Сталинград (СИ), стр. 40

* * *

Двадцать второго декабря мороз за ночь упал ниже, чем стоял всю неделю, и счёт сошёлся.

Семёрку запускали в темноте, при двух лампах под капотом, и она не хотела идти. Иней лёг толстый, седой, на плоскости, на фонарь, на ствол турели, и масло в чужом моторе загустело до того, что винт проворачивался руками туго, нехотя, как примёрзший. Прокопенко стоял на стремянке у открытого капота, грел лампами картер, гонял ветошью по тягам и не давал никому подойти. Я залез в кабину; он не обернулся.

— Не газуй с холодного, — сказал он. — Он не обкатанный, Алексей Петрович. Я его всю ночь собирал, я его в глаза первый раз вижу, как и вы. На нём бы кругов десять над полем дать, спокойно, а вы на нём в бой. Прогрейте на земле дольше, чем привыкли. Пусть масло разойдётся, пусть он подышит, прежде чем вы его погоните.

Винт схватил с третьей попытки. Мотор взял неровно, с перебоями на холодных цилиндрах, потом выровнялся, забасил — чужим басом, выше тоном, жёстче. Я держал его на малых, грел, смотрел, как стрелка масла нехотя сползает с упора, а Прокопенко стоял внизу у крыла, слушал ладонью обшивку и не уходил.
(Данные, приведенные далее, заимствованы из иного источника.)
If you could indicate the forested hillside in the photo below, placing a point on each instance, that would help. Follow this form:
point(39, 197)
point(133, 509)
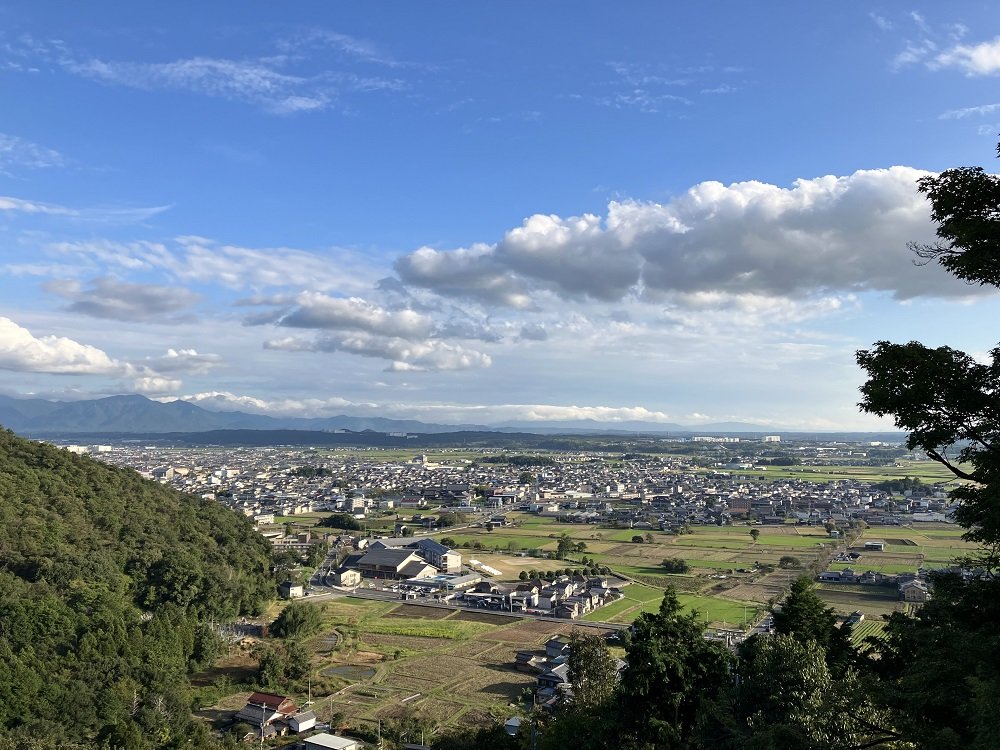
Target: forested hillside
point(108, 583)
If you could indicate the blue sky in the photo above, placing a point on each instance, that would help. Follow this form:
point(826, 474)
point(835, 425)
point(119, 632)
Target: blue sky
point(481, 212)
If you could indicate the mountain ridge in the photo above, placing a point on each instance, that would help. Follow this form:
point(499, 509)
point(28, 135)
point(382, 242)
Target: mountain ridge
point(135, 413)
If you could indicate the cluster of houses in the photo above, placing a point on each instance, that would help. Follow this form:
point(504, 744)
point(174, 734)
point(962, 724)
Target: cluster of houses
point(551, 667)
point(662, 491)
point(569, 597)
point(272, 715)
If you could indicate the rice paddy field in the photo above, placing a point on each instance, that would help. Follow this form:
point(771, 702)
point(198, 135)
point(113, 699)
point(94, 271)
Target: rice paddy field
point(382, 659)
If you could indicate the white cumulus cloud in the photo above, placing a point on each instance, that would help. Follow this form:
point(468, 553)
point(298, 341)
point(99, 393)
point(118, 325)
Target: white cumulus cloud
point(22, 351)
point(825, 234)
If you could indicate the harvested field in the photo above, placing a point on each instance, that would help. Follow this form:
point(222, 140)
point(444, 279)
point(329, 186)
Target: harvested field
point(410, 683)
point(485, 617)
point(412, 642)
point(753, 592)
point(502, 655)
point(526, 631)
point(437, 667)
point(472, 649)
point(441, 711)
point(419, 612)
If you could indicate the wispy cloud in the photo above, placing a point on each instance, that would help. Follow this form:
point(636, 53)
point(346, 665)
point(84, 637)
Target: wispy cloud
point(96, 215)
point(280, 84)
point(18, 152)
point(958, 114)
point(112, 299)
point(202, 260)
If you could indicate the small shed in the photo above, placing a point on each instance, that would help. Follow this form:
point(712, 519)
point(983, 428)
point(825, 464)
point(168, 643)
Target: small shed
point(327, 741)
point(290, 590)
point(302, 722)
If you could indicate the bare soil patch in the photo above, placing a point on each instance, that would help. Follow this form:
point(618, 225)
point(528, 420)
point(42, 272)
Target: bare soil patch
point(413, 642)
point(416, 611)
point(489, 619)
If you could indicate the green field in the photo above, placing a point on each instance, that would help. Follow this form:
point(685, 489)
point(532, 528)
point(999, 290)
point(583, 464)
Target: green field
point(376, 660)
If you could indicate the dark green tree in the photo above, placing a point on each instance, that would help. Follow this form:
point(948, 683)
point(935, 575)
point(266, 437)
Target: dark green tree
point(564, 545)
point(297, 621)
point(593, 671)
point(672, 672)
point(940, 670)
point(805, 617)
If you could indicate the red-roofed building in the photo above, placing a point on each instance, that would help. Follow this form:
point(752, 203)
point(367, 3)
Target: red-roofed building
point(264, 708)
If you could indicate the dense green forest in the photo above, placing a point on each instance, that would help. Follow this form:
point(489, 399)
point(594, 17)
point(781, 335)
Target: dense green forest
point(109, 585)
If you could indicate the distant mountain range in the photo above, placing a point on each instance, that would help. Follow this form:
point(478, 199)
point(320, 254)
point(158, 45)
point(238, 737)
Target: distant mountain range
point(140, 415)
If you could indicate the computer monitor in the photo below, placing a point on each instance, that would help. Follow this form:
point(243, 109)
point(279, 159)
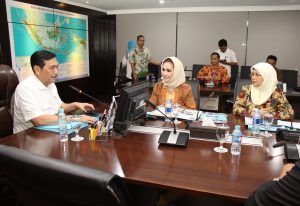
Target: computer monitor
point(131, 105)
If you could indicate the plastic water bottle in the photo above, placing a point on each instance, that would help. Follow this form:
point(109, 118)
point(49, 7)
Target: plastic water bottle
point(62, 125)
point(153, 79)
point(168, 109)
point(236, 140)
point(256, 122)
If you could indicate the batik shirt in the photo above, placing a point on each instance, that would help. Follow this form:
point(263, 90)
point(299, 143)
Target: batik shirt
point(213, 71)
point(277, 103)
point(140, 59)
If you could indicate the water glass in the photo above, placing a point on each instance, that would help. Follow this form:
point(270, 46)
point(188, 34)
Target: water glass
point(268, 119)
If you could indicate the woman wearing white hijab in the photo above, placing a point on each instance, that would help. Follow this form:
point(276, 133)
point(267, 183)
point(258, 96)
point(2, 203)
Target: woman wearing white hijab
point(173, 86)
point(263, 94)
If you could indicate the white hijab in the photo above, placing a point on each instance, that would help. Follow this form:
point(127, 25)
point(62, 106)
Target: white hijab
point(178, 75)
point(261, 94)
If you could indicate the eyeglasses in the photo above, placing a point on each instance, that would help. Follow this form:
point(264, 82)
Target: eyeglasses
point(254, 74)
point(168, 70)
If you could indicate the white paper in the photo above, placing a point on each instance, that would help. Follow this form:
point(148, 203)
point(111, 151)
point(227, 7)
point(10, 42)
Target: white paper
point(288, 124)
point(187, 114)
point(254, 141)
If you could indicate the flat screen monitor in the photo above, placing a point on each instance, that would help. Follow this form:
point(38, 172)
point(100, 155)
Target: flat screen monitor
point(131, 105)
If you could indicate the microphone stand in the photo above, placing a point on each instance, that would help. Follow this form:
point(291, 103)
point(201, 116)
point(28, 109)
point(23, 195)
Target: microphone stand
point(204, 103)
point(81, 92)
point(171, 138)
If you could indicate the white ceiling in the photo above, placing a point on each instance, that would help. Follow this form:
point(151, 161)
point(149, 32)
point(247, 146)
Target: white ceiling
point(142, 6)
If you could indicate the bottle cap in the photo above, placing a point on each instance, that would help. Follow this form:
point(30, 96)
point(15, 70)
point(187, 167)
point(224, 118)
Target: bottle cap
point(237, 127)
point(61, 111)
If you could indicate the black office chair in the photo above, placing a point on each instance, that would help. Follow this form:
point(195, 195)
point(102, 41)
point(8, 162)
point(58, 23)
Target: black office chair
point(245, 72)
point(289, 77)
point(196, 90)
point(196, 68)
point(234, 73)
point(44, 181)
point(237, 88)
point(8, 84)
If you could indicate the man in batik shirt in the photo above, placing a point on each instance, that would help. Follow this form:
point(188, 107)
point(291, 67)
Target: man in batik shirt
point(214, 71)
point(139, 59)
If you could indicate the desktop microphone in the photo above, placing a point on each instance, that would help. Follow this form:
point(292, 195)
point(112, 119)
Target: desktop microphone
point(169, 138)
point(81, 92)
point(208, 98)
point(204, 103)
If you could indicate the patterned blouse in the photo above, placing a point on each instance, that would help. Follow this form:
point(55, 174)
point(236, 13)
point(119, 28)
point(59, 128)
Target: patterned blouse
point(213, 71)
point(183, 95)
point(277, 103)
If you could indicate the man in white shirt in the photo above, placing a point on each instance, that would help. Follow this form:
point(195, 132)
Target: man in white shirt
point(36, 97)
point(227, 56)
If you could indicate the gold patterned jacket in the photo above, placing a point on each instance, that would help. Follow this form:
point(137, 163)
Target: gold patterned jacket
point(277, 104)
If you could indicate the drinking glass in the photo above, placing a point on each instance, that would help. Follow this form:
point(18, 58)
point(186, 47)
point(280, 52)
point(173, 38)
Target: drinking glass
point(222, 134)
point(268, 119)
point(76, 124)
point(175, 110)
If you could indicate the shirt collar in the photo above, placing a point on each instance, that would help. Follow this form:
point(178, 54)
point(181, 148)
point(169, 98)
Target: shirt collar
point(40, 84)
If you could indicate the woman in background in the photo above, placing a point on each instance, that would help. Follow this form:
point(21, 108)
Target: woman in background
point(173, 86)
point(125, 61)
point(263, 94)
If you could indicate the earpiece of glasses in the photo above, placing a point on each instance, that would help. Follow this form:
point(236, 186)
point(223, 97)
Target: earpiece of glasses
point(254, 74)
point(168, 70)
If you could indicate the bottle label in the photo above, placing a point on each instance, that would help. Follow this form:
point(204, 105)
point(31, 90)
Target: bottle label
point(236, 138)
point(168, 109)
point(256, 121)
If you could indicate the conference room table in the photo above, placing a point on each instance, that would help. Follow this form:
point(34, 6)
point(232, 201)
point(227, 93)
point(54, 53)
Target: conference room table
point(224, 91)
point(138, 159)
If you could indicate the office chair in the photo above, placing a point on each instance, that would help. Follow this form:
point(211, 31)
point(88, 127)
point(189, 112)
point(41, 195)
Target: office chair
point(196, 68)
point(289, 77)
point(8, 84)
point(237, 88)
point(196, 90)
point(45, 181)
point(245, 72)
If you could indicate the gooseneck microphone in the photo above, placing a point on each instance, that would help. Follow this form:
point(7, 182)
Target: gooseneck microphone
point(155, 107)
point(169, 138)
point(208, 98)
point(204, 103)
point(81, 92)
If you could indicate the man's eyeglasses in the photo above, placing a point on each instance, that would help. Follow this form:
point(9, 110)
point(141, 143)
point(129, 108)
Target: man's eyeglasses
point(168, 70)
point(254, 74)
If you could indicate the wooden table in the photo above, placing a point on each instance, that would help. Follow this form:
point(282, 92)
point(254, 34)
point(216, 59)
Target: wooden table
point(224, 91)
point(139, 159)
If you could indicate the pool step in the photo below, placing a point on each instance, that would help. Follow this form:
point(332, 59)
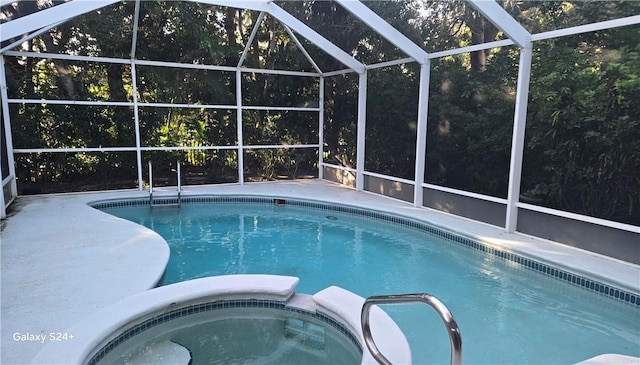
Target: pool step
point(306, 333)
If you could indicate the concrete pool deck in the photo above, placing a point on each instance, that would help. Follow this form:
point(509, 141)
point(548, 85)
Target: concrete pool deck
point(62, 260)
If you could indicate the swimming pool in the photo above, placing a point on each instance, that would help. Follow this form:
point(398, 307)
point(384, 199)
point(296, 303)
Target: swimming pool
point(510, 309)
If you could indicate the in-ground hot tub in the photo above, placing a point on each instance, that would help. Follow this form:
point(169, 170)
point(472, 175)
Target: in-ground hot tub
point(235, 318)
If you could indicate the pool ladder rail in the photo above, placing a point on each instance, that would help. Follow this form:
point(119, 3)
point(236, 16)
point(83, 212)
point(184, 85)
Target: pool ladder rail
point(166, 201)
point(449, 322)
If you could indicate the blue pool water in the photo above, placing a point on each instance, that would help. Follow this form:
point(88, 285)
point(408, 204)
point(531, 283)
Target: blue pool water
point(507, 314)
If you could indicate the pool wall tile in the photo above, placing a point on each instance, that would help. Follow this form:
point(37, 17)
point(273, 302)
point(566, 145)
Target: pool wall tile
point(542, 268)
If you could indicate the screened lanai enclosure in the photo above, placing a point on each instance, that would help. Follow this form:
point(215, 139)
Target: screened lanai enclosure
point(523, 115)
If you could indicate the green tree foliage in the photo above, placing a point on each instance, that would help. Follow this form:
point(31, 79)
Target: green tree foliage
point(582, 132)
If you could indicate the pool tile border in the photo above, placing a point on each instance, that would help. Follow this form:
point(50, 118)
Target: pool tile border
point(586, 283)
point(218, 305)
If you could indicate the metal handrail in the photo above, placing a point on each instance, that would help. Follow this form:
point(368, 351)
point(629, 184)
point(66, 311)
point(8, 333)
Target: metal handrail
point(449, 322)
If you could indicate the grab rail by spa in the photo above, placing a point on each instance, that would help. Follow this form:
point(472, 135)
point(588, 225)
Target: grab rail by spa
point(449, 322)
point(179, 198)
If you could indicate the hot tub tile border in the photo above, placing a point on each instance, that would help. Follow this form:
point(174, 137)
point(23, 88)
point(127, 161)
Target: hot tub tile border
point(213, 306)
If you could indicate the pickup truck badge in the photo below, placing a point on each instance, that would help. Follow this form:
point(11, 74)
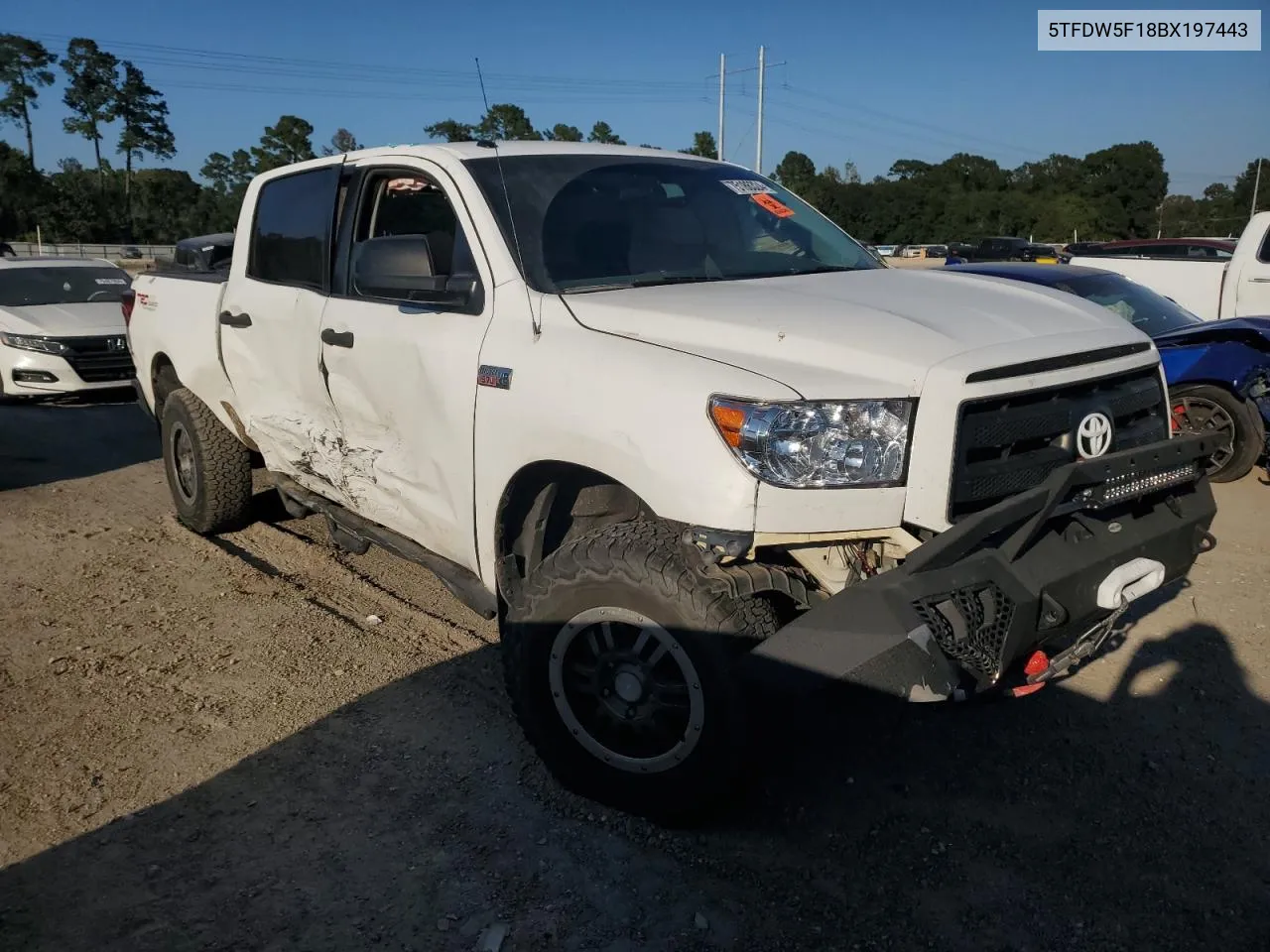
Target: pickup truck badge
point(1093, 435)
point(499, 377)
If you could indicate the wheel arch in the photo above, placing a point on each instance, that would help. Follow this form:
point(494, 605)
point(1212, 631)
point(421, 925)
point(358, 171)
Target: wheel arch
point(163, 380)
point(549, 502)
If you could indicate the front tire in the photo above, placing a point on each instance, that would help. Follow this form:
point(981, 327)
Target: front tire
point(1216, 413)
point(619, 660)
point(208, 470)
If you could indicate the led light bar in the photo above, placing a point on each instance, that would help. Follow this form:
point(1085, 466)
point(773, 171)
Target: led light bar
point(1130, 486)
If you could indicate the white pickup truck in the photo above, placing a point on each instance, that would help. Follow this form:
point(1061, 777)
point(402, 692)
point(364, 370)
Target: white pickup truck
point(676, 430)
point(1209, 289)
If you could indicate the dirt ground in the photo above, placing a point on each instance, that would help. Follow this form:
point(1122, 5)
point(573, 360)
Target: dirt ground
point(209, 744)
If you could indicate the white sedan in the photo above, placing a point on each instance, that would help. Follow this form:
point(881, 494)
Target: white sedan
point(62, 326)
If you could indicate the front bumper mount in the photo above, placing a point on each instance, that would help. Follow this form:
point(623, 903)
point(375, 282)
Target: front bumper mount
point(1043, 567)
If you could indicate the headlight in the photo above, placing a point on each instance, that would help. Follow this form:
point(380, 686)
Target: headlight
point(818, 444)
point(27, 343)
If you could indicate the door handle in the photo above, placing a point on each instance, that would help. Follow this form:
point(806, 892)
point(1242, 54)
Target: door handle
point(336, 338)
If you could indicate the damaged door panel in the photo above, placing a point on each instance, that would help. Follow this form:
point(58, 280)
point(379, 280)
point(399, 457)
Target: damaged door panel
point(270, 326)
point(400, 348)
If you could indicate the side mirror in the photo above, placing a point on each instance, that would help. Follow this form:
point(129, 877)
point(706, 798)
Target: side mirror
point(400, 268)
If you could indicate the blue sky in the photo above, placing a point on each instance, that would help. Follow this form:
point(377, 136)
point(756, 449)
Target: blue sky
point(864, 82)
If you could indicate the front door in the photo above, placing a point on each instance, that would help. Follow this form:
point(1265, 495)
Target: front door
point(402, 372)
point(270, 325)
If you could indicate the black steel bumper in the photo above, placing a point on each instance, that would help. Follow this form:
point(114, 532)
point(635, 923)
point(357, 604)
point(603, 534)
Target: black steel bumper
point(974, 601)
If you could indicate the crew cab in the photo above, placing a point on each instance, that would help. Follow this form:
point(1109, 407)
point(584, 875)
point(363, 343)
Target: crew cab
point(1209, 286)
point(680, 433)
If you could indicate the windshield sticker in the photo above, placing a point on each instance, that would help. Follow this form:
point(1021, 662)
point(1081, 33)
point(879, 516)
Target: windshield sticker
point(767, 203)
point(747, 186)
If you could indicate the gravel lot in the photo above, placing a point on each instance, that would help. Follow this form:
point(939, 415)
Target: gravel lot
point(206, 746)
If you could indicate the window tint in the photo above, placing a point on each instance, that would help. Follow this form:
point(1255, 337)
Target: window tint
point(598, 222)
point(398, 203)
point(291, 232)
point(31, 287)
point(1150, 312)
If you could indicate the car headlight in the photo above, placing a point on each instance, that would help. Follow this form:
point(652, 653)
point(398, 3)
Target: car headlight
point(27, 343)
point(818, 444)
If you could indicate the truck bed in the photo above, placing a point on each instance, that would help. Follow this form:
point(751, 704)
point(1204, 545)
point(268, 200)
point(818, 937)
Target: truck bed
point(175, 321)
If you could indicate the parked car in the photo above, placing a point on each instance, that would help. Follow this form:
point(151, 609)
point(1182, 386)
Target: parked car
point(1010, 249)
point(206, 253)
point(1209, 249)
point(1078, 248)
point(675, 429)
point(1218, 372)
point(1209, 287)
point(62, 330)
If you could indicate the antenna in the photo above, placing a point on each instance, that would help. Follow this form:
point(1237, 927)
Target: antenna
point(511, 214)
point(481, 80)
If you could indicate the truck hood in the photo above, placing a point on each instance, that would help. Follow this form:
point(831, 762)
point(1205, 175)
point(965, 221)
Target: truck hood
point(871, 333)
point(64, 320)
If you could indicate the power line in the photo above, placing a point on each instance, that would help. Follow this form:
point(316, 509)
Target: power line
point(348, 71)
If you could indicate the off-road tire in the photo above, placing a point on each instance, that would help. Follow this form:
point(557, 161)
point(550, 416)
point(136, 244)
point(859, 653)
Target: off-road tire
point(639, 566)
point(1248, 436)
point(221, 493)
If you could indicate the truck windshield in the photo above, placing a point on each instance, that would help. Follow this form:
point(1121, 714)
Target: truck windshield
point(595, 222)
point(1150, 312)
point(28, 287)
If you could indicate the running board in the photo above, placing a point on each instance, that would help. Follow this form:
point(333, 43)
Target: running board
point(357, 535)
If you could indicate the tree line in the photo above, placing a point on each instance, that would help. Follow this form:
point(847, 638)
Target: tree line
point(1112, 193)
point(1119, 191)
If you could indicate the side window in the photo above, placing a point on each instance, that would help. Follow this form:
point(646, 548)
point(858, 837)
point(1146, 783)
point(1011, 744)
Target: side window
point(397, 204)
point(408, 244)
point(293, 229)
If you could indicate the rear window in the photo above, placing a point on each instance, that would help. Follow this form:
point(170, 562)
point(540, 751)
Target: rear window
point(31, 287)
point(293, 229)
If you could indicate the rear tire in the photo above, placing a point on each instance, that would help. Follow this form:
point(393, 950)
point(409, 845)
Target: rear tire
point(208, 470)
point(619, 660)
point(1216, 413)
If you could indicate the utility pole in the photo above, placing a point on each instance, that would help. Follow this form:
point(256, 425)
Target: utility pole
point(758, 127)
point(722, 75)
point(1256, 186)
point(722, 71)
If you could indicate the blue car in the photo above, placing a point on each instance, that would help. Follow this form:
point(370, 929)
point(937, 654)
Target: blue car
point(1218, 372)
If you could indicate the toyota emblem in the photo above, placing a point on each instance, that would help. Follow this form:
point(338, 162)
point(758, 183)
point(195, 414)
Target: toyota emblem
point(1093, 435)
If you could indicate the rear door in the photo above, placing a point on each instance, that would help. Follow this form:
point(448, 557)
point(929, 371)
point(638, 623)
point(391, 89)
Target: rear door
point(403, 372)
point(270, 326)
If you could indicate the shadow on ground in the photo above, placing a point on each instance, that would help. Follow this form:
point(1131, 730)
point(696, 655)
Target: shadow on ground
point(1051, 823)
point(72, 436)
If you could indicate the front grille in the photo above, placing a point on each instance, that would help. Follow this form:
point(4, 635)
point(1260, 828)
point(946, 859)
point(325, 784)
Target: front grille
point(970, 625)
point(96, 361)
point(1007, 444)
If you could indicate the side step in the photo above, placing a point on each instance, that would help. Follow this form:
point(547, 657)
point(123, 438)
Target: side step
point(354, 534)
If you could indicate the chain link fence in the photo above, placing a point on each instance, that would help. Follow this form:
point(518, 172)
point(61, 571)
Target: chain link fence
point(114, 253)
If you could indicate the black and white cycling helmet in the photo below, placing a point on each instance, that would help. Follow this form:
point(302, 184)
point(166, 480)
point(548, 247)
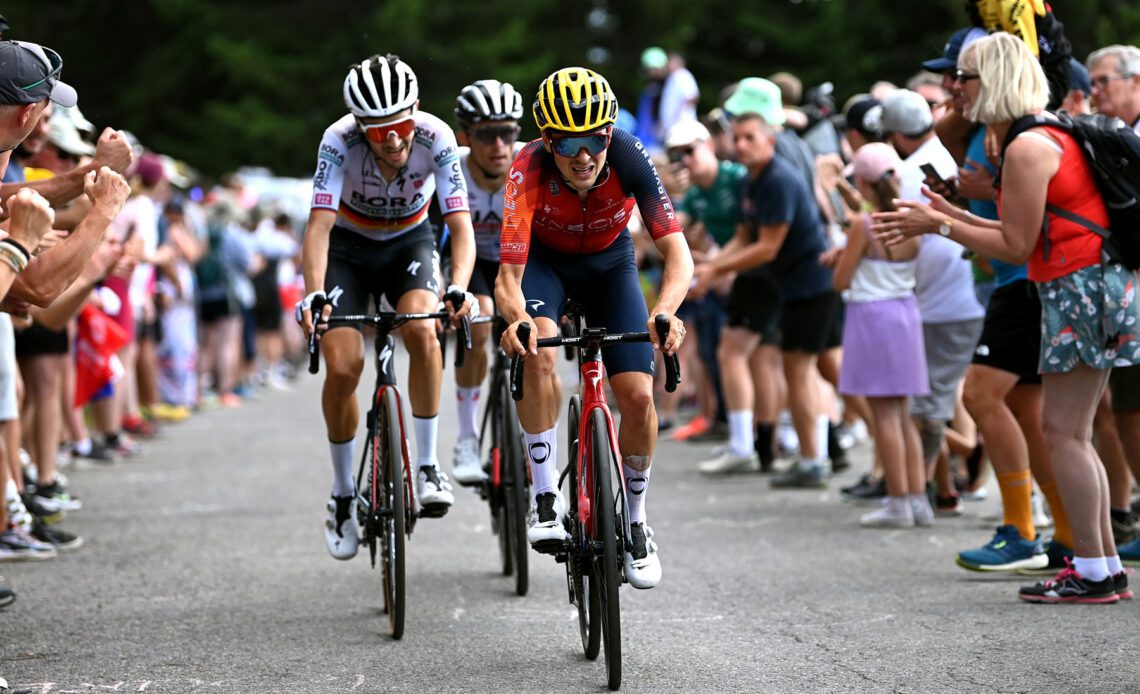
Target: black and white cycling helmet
point(488, 100)
point(380, 87)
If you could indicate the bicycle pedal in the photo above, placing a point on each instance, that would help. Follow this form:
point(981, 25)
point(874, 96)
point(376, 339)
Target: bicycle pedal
point(433, 511)
point(552, 547)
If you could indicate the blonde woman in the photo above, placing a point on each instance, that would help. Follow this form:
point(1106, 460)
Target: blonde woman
point(1089, 313)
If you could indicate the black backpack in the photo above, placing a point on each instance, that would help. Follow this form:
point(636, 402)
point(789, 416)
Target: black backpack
point(1113, 152)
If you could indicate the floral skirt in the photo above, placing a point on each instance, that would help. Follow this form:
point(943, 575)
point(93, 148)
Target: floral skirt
point(1090, 317)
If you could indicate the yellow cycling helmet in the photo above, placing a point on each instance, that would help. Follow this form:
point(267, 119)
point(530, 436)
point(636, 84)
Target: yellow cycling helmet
point(575, 99)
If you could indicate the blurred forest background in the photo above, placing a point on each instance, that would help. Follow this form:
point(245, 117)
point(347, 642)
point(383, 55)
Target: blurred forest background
point(224, 83)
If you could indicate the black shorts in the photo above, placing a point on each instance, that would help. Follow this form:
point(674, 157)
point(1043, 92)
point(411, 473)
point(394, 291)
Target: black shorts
point(1011, 332)
point(754, 304)
point(38, 341)
point(482, 277)
point(361, 270)
point(806, 324)
point(605, 284)
point(267, 311)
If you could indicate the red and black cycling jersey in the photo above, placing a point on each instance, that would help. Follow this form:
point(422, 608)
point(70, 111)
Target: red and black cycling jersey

— Гриша, — сказал я в щель фонаря, перекрывая мотор. — Ты сам-то спал?

— Когда, — отозвался он и не договорил.

Отнял руку от обшивки, поглядел на неё, будто не узнавая, потом на обе свои в задубевших от мороза и масла рукавицах. Ветошь висела у него в кулаке, и он не пускал её в дело — стоял и держал, и впервые на моей памяти у семёрки у него были пустые руки. Помолчал дольше, чем молчат, подбирая слова.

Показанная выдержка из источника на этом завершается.